Mas para Herman Oliveira, secretário executivo do Fórum Popular Socioambiental de Mato Grosso (Formad), as ações governamentais na região estão falhando em apurar a responsabilidade objetiva dos fazendeiros pela propagação dos incêndios. “Independentemente de o fogo ter sido originado por causas naturais, ele só se espalhou e tomou o parque e agora a Transpantaneira porque não foi contido dentro das fazendas. É a responsabilidade objetiva, tinha que ter aceiro e, independente de existir danos para a fazenda, é necessário haver o manejo, a ocupação, a redução da biomassa naquela região para que o fogo seja contido”.  

O ambientalista aponta ainda que novas legislações, acompanhadas da falta de punição para infratores ambientais, têm dificultado o trabalho dos órgãos federais de preservar o bioma. Leis como a nova lei do Pantanal, assinada em 2022, aumentam os tipos de uso autorizados para a agropecuária na região, dando mais liberdade para fazendeiros da área. No caso do fogo desse ano, que ganhou força em fazendas que estavam desocupadas ou que não possuíam estruturas para combater o fogo, como aceiros, Herman aponta que o estado de Mato Grosso tem sido omisso em fiscalizar e punir os infratores ambientais. 

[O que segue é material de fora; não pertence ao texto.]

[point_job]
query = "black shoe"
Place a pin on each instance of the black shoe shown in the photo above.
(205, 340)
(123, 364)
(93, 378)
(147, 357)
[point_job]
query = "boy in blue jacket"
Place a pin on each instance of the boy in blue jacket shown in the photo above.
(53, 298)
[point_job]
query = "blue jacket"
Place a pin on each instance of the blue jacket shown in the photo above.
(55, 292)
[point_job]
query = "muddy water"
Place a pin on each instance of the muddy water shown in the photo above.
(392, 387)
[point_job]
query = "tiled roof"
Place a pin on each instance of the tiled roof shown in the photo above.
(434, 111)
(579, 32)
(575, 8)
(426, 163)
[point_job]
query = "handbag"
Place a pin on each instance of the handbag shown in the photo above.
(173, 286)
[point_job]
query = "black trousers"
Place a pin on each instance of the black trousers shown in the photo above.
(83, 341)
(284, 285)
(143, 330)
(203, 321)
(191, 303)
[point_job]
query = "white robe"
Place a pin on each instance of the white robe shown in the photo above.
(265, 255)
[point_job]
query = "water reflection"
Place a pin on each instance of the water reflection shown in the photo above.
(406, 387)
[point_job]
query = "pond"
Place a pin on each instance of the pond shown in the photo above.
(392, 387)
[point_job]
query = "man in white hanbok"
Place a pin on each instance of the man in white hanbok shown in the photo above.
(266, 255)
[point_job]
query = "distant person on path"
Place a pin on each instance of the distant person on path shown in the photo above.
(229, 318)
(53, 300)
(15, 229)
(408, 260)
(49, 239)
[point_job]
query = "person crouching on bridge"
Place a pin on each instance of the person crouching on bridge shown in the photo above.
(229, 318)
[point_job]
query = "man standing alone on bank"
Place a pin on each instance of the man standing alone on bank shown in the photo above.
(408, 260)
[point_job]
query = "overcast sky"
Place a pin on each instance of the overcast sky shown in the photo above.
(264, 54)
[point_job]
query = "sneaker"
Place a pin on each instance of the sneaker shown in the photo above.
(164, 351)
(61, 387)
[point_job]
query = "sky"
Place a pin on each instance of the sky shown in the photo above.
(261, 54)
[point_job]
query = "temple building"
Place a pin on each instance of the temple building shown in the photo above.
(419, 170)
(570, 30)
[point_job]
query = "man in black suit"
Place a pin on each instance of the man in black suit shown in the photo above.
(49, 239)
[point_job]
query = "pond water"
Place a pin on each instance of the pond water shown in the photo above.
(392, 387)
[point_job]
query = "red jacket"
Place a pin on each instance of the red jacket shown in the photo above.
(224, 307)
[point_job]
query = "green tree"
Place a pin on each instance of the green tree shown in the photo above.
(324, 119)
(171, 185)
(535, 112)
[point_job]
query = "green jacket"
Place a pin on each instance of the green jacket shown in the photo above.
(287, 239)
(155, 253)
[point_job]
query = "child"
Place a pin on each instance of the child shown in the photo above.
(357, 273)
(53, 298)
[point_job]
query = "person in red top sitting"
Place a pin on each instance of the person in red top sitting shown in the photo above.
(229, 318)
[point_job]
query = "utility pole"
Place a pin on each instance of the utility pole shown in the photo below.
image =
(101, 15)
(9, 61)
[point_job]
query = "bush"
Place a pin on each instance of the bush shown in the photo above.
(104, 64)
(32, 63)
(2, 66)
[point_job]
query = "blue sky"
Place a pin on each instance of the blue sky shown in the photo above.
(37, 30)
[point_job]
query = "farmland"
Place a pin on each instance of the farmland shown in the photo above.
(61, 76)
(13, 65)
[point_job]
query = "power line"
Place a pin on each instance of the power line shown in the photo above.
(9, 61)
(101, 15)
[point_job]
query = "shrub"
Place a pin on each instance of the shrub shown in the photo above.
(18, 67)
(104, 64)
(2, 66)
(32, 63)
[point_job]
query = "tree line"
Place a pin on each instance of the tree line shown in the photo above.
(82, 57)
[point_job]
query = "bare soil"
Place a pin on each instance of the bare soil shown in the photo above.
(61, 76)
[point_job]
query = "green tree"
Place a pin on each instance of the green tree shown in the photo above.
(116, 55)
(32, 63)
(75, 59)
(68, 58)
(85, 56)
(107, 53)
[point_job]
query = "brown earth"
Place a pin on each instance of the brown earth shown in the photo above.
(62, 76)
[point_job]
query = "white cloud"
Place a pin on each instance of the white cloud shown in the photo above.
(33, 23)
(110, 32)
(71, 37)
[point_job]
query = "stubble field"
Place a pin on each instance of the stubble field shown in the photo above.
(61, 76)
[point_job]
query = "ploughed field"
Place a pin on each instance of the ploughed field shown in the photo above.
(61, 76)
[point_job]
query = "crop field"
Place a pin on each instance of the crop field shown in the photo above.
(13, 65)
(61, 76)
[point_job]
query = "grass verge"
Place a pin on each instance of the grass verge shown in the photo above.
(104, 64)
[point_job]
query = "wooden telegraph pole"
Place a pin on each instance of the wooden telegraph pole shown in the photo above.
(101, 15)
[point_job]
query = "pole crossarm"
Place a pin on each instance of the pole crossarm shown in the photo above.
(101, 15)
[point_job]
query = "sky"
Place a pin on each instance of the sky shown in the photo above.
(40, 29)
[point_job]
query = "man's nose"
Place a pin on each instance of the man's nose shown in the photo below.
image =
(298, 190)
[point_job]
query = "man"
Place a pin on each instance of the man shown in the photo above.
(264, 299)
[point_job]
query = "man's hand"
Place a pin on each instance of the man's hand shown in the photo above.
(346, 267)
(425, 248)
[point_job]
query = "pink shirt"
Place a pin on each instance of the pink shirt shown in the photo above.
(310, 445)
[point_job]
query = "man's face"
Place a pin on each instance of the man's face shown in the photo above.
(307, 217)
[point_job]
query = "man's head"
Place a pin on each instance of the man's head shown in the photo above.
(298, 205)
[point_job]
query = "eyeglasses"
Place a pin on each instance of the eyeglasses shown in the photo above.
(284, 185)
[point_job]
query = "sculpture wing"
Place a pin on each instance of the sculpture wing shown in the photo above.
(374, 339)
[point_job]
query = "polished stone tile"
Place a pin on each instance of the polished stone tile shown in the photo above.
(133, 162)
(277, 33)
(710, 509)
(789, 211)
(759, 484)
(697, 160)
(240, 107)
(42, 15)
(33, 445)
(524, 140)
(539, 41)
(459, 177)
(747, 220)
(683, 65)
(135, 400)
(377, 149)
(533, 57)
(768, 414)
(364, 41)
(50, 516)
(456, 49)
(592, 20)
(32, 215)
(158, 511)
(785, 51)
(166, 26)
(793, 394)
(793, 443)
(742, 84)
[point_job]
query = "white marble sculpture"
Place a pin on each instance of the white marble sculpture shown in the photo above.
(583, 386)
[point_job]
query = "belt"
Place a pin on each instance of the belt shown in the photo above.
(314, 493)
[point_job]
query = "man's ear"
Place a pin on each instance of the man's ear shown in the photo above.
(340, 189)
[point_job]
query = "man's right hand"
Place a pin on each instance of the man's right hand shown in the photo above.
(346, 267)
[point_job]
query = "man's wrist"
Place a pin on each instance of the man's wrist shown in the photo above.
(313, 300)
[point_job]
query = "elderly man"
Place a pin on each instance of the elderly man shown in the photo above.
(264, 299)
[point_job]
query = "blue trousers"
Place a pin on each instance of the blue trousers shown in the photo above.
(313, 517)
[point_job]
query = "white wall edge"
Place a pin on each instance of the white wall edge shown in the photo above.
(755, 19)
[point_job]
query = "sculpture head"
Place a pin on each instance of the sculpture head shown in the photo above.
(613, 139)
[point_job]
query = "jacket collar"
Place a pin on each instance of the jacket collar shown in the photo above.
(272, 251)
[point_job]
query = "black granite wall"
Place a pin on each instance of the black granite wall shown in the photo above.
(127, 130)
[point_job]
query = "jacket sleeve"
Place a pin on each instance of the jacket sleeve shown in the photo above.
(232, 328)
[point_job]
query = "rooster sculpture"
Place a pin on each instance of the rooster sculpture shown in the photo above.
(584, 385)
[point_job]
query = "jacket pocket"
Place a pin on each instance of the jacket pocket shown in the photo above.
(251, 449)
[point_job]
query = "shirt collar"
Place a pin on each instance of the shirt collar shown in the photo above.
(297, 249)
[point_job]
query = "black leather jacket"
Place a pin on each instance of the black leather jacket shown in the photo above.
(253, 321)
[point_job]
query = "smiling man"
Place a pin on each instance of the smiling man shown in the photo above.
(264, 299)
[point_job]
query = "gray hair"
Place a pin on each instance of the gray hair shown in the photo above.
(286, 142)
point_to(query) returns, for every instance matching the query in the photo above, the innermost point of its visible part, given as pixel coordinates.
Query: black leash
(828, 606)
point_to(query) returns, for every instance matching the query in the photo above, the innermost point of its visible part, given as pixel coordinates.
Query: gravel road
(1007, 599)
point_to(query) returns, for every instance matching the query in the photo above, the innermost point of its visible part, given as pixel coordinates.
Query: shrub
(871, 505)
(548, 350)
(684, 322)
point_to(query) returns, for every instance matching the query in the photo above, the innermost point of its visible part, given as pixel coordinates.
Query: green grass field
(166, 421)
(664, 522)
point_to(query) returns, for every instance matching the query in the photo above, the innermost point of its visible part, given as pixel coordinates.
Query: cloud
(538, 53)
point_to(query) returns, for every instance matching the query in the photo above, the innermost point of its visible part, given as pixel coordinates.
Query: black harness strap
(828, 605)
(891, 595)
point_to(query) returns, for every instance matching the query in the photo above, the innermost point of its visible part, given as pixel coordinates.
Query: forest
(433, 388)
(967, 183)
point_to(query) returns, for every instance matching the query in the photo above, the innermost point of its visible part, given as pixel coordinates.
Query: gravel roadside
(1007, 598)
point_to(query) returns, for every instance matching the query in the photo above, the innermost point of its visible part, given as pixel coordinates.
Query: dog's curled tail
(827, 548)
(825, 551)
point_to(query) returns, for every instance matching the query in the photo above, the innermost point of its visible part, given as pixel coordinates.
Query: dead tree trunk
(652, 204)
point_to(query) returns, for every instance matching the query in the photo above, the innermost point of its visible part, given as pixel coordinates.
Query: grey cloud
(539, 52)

“O fogo está ligado diretamente à degradação sem fiscalização, e essa fiscalização deveria possuir um aspecto de educação ambiental, de falar com o fazendeiro sobre os riscos, sobre a necessidade de se fazer aceiros, etc. Porque assim seria mais fácil provar que o fazendeiro foi omisso e deixou de fazer. E o governo do estado tem total capacidade de fazer isso, através da SEMA. A educação ambiental dentro da SEMA é uma educação ambiental desprestigiada. A fiscalização nesse caso poderia ter um caráter preventivo e não somente punitivo. Então o fazendeiro, se ele não foi o causador do incêndio, ele foi minimamente omisso, e eu tenho minhas dúvidas se o estado não vai anistiar esse fazendeiro assim como fez com os culpados pelos incêndios de 2020 e 2021. Muitos dos que são pegos em fiscalizações acabam não pagando as multas, judicializado os processos e vencendo na justiça porque argumentam que estão sendo impedidos de gerar emprego e renda devido às multas ambientais. No fim das contas é mais barato gastar dinheiro com advogados do que pagando as multas”, diz. 

Procurado pela reportagem, o Corpo de Bombeiros de Mato Grosso preferiu não se pronunciar oficialmente sobre as investigações e responsabilizações pelo fogo. Em resposta às solicitações de informações sobre a origem do fogo, a assessoria afirmou que por conta de o incêndio ter atingido majoritariamente o Parque, a investigação das causas seriam de responsabilidade do Ibama e ICMBio.